Collecting Web Data - APIs & Web Scraping

Issues to Consider

undefinedNo clear answers; lots of questions:

Web scraping is an extremely amongst researchers and web developers.  The best example may be Google Search.  When you use Google to find information, you are (in highly over simplified terms) not actually searching the "live" internet, but rather a database of webpages that Google has mapped.  If Google is allowed to do it, why can't you!?

Before assuming that your project is both legal and ethical, you need to ask yourself a lot of questions regarding the nature, scope, and purpose of your web scraping activities.  If your web scraping project is focused on collecting data that is in the public-domain from publicly available websites and individual datum do not connect directly to individual humans in the real world and your web scraping activities represent minimal technical burden on the part of the website owner, then you are in the clear!

However, in truth, most web scraping research projects are not so clearly defined.  While you will have to make the determination yourself regarding whether your project is both legal and ethical, the questions below are meant to prompt the kind of thinking that may not be immediately obvious the first time you start scraping the internet for data. 

Research Ethics

  • Is the data you are collecting potentially sensitive information? 
  • If you are scraping user-comments from a social media website, are the users aware that their comments are visible to you or others?
  • Are the users fully or partially aware of how their comments and data may be used?
  • Do the users have an expectation of anonymity or confidentiality?
  • Do the users represent marginalized or at-risk group?
  • Does your research pose any form of potential risk to the users who supplied the data you are using?

Public vs. Protected Content

  • Are the webpages you are collecting data from freely and publicly visible?

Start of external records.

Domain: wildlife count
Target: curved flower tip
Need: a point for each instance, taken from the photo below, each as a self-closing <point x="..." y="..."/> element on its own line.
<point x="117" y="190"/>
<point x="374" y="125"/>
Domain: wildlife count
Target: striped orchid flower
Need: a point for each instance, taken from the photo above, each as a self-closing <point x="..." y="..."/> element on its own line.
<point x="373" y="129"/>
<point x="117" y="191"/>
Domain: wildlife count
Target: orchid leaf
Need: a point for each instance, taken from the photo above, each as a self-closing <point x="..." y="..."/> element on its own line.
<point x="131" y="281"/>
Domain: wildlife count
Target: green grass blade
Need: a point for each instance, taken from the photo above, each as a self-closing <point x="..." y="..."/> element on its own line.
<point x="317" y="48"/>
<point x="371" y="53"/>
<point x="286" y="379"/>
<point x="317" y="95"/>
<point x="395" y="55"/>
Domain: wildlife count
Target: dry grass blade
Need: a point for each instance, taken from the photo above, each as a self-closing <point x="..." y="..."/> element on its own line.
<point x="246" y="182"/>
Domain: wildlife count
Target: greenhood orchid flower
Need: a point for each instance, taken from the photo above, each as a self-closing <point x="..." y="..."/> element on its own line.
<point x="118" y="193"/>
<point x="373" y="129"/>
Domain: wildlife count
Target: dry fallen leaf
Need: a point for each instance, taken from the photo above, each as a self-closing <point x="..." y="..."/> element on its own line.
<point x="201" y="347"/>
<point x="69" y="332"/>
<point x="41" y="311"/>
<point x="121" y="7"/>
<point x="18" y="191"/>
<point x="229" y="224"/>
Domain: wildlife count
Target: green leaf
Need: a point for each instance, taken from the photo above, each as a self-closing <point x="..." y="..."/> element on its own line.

OR...
  • Are the webpages you are collecting data password-protected, requiring you to log into the website?
  • If webpages and content are password-protected, does the website require you to adhere to a "Terms of Service", "Terms of Use" or other type of agreement in order to access and use the website?
    • Often these agreements explicitly forbid systematic web-scraping activities

Copyright & Commercial Activity

  • Are you violating copyright as part of your overall as part of your web-scraping activities?
  • Are you reproducing the data or contents of webpages on your own website or in another medium?
  • If you are reproducing or embedding the content in some way, do you have the site owner's permission?


  • Are you systematically collecting large volumes of webpages at a high rate from the target website?
  • Are you systematically collecting on a repeating schedule at a rapid rate?
  • Are you collecting webpages from the website in such a way that poses commercial and/or technical risk to the technical operations of the target website?


Sometimes it is not clear whether or not an individual web scraping project is fully legal or ethical.  For GSU researchers, there are two key resources available for helping make this determination.  For legal questions and guidance, GSU's Legal Services office are the best people to contact.  For issues and questions concerning research ethics, especially when research involves collecting online data about people (e.g. social media), then GSU's IRB office is the best point of contact.